The only daughter of a wealthy Los Angeles attorney and his socialite wife, Amanda had come to the Oregon coast with her family for a month-long vacation.

Pampered and amazingly sheltered for a teenager growing up in the 1980s, she’d obviously never met anyone like him. Unfortunately, during his years working at Smugglers’ Inn—part-time while in high school, then summers and vacations to put himself through college—Dane had run
across too many rich girls who considered him along the same lines as a summer trophy.

Dane’s own father, scion of a famous Southern department-store family, had been a masculine version of those girls. Rich and spoiled, he’d had no qualms about taking what he wanted, then moving on after the annual Labor Day clambake, leaving behind a young, pregnant waitress.

Although Mary Cutter—a quiet, gentle woman who’d gone on to be a cook at the inn—had brought Dane up not to be bitter about his father’s abandonment, he’d decided early on that it was better to stick with your own kind.

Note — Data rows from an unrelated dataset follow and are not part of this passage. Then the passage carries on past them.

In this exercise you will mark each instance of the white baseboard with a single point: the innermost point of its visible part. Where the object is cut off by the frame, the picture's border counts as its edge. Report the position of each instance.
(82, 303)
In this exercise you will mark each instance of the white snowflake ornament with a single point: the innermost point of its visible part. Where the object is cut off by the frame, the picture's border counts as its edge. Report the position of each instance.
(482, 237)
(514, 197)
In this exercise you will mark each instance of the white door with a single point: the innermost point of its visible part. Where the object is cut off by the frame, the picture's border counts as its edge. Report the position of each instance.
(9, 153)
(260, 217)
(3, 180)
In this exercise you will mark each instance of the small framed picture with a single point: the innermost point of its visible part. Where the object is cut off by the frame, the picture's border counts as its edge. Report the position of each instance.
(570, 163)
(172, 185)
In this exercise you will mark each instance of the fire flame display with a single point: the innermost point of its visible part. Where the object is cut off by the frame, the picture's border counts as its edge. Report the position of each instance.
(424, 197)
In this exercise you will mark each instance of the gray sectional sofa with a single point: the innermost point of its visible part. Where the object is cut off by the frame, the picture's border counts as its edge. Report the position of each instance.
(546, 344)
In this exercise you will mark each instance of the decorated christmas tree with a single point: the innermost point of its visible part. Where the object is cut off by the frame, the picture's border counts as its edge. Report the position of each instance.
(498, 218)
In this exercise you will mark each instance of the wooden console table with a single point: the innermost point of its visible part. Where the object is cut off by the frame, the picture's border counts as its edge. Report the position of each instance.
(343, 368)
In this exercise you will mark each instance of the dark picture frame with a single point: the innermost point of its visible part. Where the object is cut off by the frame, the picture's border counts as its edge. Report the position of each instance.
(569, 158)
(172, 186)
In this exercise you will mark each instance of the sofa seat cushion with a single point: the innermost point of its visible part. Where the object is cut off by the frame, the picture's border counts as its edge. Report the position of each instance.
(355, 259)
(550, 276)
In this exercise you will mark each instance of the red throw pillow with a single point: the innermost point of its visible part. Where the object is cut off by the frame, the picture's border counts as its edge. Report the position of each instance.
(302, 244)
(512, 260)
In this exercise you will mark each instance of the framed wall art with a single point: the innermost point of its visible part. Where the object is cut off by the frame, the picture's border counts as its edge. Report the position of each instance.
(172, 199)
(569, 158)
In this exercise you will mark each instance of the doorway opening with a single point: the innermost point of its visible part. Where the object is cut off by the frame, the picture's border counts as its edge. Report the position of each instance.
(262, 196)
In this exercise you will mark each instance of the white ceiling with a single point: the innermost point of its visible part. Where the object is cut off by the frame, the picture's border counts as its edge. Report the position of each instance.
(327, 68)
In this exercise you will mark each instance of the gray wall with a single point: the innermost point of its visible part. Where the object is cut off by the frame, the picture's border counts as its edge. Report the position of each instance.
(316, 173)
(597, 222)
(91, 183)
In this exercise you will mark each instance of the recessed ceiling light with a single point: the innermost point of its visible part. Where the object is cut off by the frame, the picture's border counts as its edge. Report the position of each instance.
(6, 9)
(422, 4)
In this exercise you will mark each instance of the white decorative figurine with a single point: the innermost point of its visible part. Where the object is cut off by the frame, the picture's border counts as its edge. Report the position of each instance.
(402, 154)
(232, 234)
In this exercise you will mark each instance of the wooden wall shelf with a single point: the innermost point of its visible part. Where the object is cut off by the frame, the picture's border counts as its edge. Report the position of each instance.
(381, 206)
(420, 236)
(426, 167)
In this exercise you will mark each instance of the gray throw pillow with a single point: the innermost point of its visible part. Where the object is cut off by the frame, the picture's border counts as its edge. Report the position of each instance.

Which was why he’d always avoided the temptation of shiny blond hair and long, tanned legs. Until Amanda Stockenberg arrived on the scene.

She pursued him endlessly, with the single-mindedness of a rich, pretty girl accustomed to getting her own way. She was part siren, part innocent; he found both fascinating.

When she showed up at his door in the middle of the night during a thunderstorm, swearing she’d seen the ghost reputed to haunt the inn, Dane took one look at her—backlit by flashes of lightning, clad in a shorty nightgown—and all his intentions to resist temptation flew right out the window.